Coming from the plains of Texas, as a man uncorrupted by intellectual subtlety, you can understand why Bush has troubled grasping why exactly this “international community” is seen as a source of higher moral authority.


Of the two blue-and-white articles on Europe, "In Defense of the French" (hehe, oh yeah!! ;) is more worth reading than "Allies Worth Keeping."

"The Democrats Cry Wolf" is a good dismissla of the Democrats' unwarranted and self-serving gloom about the economy over the past few years. Voice of common sense on the economy, and casts a few aspersions on the Democrats' character. And... here's the proof that I actually did back (or consider backing) Edwards earlier this year, which proves my perfect nonpartisan objectivity in deciding that Bush would be a much better president than Kerry. No, just kidding. An excerpt from "A Strange Endorsement of Edwards":

Yet the good times don’t feel that good. We don’t have the sense, as we did in the late 1990s, that we’re in the midst of a Golden Age. Why not? Because the intelligentsia (journalists, academics, and so on) has taken it into their heads that Bush is all sorts of nasty things; corrupt, a fascist, a pawn of corporate interests, “unilateral,” and so on. The intelligentsia, you know, is sensitive, vain, stubborn, and easily outraged when it doesn’t get its way. Right now it is in a very grumpy mood. And by being so grumpy, even in good times, the intelligentsia spoils it for all of us. They’re so articulate, they control the media, it gets to the point where just for being happy with the present, hopeful for the future, and supportive of the administration, you’re some kind of pig. It doesn’t matter how good your arguments are. In most social settings where the intelligentsia are present, arguing in favor of Bush is not considered appropriate. Bush supporters must know their place: to keep quiet, or to state their opinions and be seen as a pig.

That’s why the idea of John Edwards for president is appealing. I disagree with him on some issues, particularly trade; but at least with someone else in the White House, the intelligentsia would hopefully be less grumpy, and quit spoiling it for the rest of us.

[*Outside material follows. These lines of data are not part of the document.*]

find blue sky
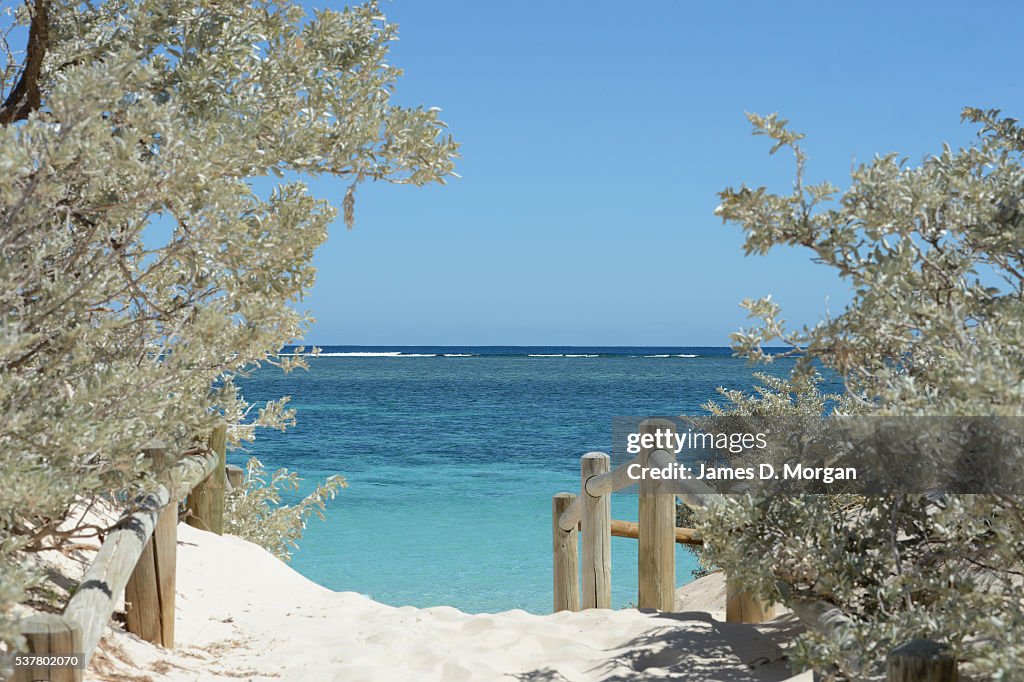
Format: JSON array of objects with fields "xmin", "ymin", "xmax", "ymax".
[{"xmin": 296, "ymin": 1, "xmax": 1024, "ymax": 346}]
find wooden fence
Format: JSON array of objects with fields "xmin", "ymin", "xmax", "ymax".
[
  {"xmin": 551, "ymin": 418, "xmax": 961, "ymax": 682},
  {"xmin": 551, "ymin": 418, "xmax": 770, "ymax": 620},
  {"xmin": 10, "ymin": 425, "xmax": 242, "ymax": 682},
  {"xmin": 6, "ymin": 418, "xmax": 959, "ymax": 681}
]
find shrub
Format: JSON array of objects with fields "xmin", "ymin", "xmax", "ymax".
[
  {"xmin": 223, "ymin": 457, "xmax": 346, "ymax": 562},
  {"xmin": 696, "ymin": 109, "xmax": 1024, "ymax": 679},
  {"xmin": 0, "ymin": 0, "xmax": 456, "ymax": 653}
]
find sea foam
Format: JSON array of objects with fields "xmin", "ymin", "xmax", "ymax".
[{"xmin": 313, "ymin": 352, "xmax": 437, "ymax": 358}]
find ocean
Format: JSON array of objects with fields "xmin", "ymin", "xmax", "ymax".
[{"xmin": 234, "ymin": 346, "xmax": 806, "ymax": 614}]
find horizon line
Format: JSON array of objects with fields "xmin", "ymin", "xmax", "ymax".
[{"xmin": 286, "ymin": 343, "xmax": 784, "ymax": 349}]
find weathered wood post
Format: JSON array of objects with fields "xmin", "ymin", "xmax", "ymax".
[
  {"xmin": 61, "ymin": 451, "xmax": 218, "ymax": 669},
  {"xmin": 225, "ymin": 464, "xmax": 245, "ymax": 491},
  {"xmin": 580, "ymin": 452, "xmax": 611, "ymax": 609},
  {"xmin": 886, "ymin": 640, "xmax": 958, "ymax": 682},
  {"xmin": 638, "ymin": 418, "xmax": 676, "ymax": 611},
  {"xmin": 14, "ymin": 614, "xmax": 83, "ymax": 682},
  {"xmin": 552, "ymin": 493, "xmax": 580, "ymax": 612},
  {"xmin": 186, "ymin": 424, "xmax": 227, "ymax": 534},
  {"xmin": 125, "ymin": 448, "xmax": 178, "ymax": 647},
  {"xmin": 725, "ymin": 574, "xmax": 774, "ymax": 624}
]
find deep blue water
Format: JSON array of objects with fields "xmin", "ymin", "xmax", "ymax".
[{"xmin": 233, "ymin": 346, "xmax": 805, "ymax": 614}]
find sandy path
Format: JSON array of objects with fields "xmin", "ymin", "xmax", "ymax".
[{"xmin": 85, "ymin": 525, "xmax": 810, "ymax": 681}]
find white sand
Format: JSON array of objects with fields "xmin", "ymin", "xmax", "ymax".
[{"xmin": 83, "ymin": 525, "xmax": 811, "ymax": 681}]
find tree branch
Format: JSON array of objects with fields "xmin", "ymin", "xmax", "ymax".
[{"xmin": 0, "ymin": 0, "xmax": 49, "ymax": 125}]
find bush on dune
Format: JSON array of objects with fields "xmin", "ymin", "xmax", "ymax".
[
  {"xmin": 694, "ymin": 110, "xmax": 1024, "ymax": 679},
  {"xmin": 224, "ymin": 457, "xmax": 346, "ymax": 562},
  {"xmin": 0, "ymin": 0, "xmax": 457, "ymax": 653}
]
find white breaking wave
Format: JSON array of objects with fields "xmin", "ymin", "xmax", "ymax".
[
  {"xmin": 281, "ymin": 350, "xmax": 697, "ymax": 359},
  {"xmin": 528, "ymin": 354, "xmax": 599, "ymax": 358},
  {"xmin": 310, "ymin": 352, "xmax": 437, "ymax": 357},
  {"xmin": 643, "ymin": 354, "xmax": 699, "ymax": 358}
]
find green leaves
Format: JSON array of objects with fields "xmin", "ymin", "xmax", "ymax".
[
  {"xmin": 0, "ymin": 0, "xmax": 457, "ymax": 652},
  {"xmin": 705, "ymin": 109, "xmax": 1024, "ymax": 677},
  {"xmin": 223, "ymin": 457, "xmax": 347, "ymax": 562},
  {"xmin": 746, "ymin": 112, "xmax": 806, "ymax": 155},
  {"xmin": 718, "ymin": 110, "xmax": 1024, "ymax": 413}
]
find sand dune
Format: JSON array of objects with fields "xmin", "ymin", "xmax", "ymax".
[{"xmin": 85, "ymin": 525, "xmax": 811, "ymax": 681}]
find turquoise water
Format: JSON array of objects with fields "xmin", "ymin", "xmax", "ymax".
[{"xmin": 234, "ymin": 347, "xmax": 803, "ymax": 614}]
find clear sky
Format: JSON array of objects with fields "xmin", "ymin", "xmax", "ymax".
[{"xmin": 295, "ymin": 1, "xmax": 1024, "ymax": 346}]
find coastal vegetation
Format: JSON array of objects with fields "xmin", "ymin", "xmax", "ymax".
[
  {"xmin": 223, "ymin": 457, "xmax": 346, "ymax": 562},
  {"xmin": 1, "ymin": 0, "xmax": 1020, "ymax": 677},
  {"xmin": 690, "ymin": 111, "xmax": 1024, "ymax": 678},
  {"xmin": 0, "ymin": 0, "xmax": 457, "ymax": 652}
]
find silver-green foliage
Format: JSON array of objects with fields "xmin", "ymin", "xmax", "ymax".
[
  {"xmin": 677, "ymin": 372, "xmax": 866, "ymax": 579},
  {"xmin": 0, "ymin": 0, "xmax": 456, "ymax": 652},
  {"xmin": 722, "ymin": 110, "xmax": 1023, "ymax": 416},
  {"xmin": 223, "ymin": 457, "xmax": 346, "ymax": 562},
  {"xmin": 697, "ymin": 110, "xmax": 1024, "ymax": 679}
]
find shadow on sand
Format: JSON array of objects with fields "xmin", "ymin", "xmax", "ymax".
[{"xmin": 511, "ymin": 611, "xmax": 808, "ymax": 682}]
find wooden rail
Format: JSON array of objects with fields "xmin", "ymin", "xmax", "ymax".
[
  {"xmin": 12, "ymin": 425, "xmax": 230, "ymax": 682},
  {"xmin": 551, "ymin": 423, "xmax": 787, "ymax": 627},
  {"xmin": 608, "ymin": 519, "xmax": 701, "ymax": 545},
  {"xmin": 552, "ymin": 420, "xmax": 961, "ymax": 679},
  {"xmin": 10, "ymin": 415, "xmax": 959, "ymax": 681},
  {"xmin": 552, "ymin": 420, "xmax": 748, "ymax": 616}
]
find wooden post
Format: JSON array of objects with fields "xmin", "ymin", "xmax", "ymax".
[
  {"xmin": 186, "ymin": 424, "xmax": 227, "ymax": 534},
  {"xmin": 225, "ymin": 464, "xmax": 244, "ymax": 491},
  {"xmin": 638, "ymin": 418, "xmax": 676, "ymax": 611},
  {"xmin": 14, "ymin": 614, "xmax": 83, "ymax": 682},
  {"xmin": 887, "ymin": 640, "xmax": 958, "ymax": 682},
  {"xmin": 725, "ymin": 574, "xmax": 774, "ymax": 624},
  {"xmin": 64, "ymin": 450, "xmax": 218, "ymax": 666},
  {"xmin": 580, "ymin": 452, "xmax": 611, "ymax": 609},
  {"xmin": 552, "ymin": 493, "xmax": 580, "ymax": 612},
  {"xmin": 125, "ymin": 449, "xmax": 177, "ymax": 647}
]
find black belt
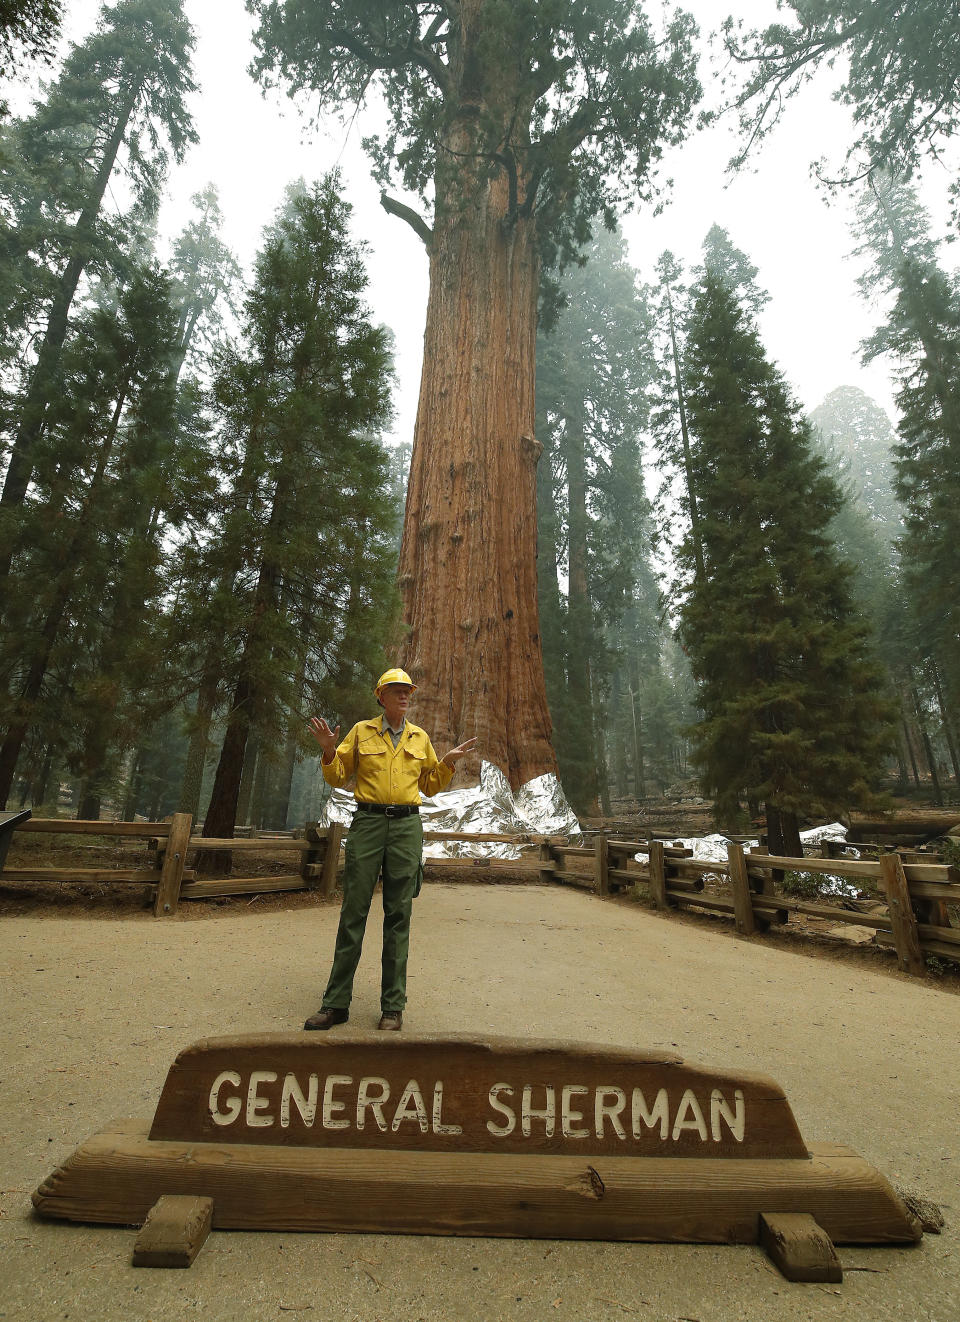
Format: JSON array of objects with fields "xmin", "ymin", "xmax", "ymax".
[{"xmin": 355, "ymin": 802, "xmax": 420, "ymax": 818}]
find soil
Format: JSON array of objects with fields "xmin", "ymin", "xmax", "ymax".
[{"xmin": 2, "ymin": 865, "xmax": 960, "ymax": 1321}]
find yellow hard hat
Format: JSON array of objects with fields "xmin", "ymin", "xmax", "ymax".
[{"xmin": 375, "ymin": 667, "xmax": 417, "ymax": 697}]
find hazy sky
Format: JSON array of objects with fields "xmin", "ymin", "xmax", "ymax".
[{"xmin": 27, "ymin": 2, "xmax": 960, "ymax": 443}]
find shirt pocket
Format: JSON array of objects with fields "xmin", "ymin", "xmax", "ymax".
[
  {"xmin": 358, "ymin": 736, "xmax": 388, "ymax": 759},
  {"xmin": 401, "ymin": 737, "xmax": 429, "ymax": 764}
]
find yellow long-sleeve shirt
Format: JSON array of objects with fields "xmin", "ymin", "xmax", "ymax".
[{"xmin": 321, "ymin": 716, "xmax": 454, "ymax": 804}]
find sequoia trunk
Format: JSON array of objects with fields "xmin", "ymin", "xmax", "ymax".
[{"xmin": 398, "ymin": 161, "xmax": 556, "ymax": 790}]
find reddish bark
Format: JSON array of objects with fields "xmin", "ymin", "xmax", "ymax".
[{"xmin": 398, "ymin": 139, "xmax": 556, "ymax": 791}]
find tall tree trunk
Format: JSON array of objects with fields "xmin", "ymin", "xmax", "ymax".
[
  {"xmin": 665, "ymin": 285, "xmax": 705, "ymax": 584},
  {"xmin": 238, "ymin": 733, "xmax": 261, "ymax": 828},
  {"xmin": 397, "ymin": 135, "xmax": 555, "ymax": 790},
  {"xmin": 766, "ymin": 804, "xmax": 803, "ymax": 859},
  {"xmin": 564, "ymin": 414, "xmax": 600, "ymax": 815},
  {"xmin": 929, "ymin": 655, "xmax": 960, "ymax": 786},
  {"xmin": 910, "ymin": 673, "xmax": 943, "ymax": 805},
  {"xmin": 902, "ymin": 712, "xmax": 922, "ymax": 788},
  {"xmin": 178, "ymin": 676, "xmax": 218, "ymax": 817},
  {"xmin": 629, "ymin": 677, "xmax": 646, "ymax": 801},
  {"xmin": 202, "ymin": 468, "xmax": 288, "ymax": 846},
  {"xmin": 0, "ymin": 88, "xmax": 140, "ymax": 599}
]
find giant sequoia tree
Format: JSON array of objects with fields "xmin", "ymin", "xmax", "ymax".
[{"xmin": 248, "ymin": 0, "xmax": 700, "ymax": 789}]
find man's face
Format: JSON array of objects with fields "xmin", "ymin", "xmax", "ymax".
[{"xmin": 380, "ymin": 683, "xmax": 414, "ymax": 725}]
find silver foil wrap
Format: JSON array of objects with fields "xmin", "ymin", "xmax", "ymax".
[
  {"xmin": 316, "ymin": 761, "xmax": 581, "ymax": 858},
  {"xmin": 648, "ymin": 822, "xmax": 856, "ymax": 894}
]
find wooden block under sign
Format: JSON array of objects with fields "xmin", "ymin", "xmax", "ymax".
[
  {"xmin": 759, "ymin": 1211, "xmax": 842, "ymax": 1283},
  {"xmin": 132, "ymin": 1194, "xmax": 214, "ymax": 1268}
]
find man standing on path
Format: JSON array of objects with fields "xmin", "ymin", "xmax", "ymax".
[{"xmin": 304, "ymin": 668, "xmax": 476, "ymax": 1032}]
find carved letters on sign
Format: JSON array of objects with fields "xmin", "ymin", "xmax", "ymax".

But I won't extend the same favor to John Kerry. For starters, his disdain for Bush seems calculated to insult those who have been Bush supporters (whom Edwards might be able to seduce); but there's a million more reasons that Kerry would have far less chance to get my support than anyone else in the Democratic field. (Lieberman-Edwards, I'd vote for; even Dean-Gephardt might have a chance; but John Kerry is a bad man.)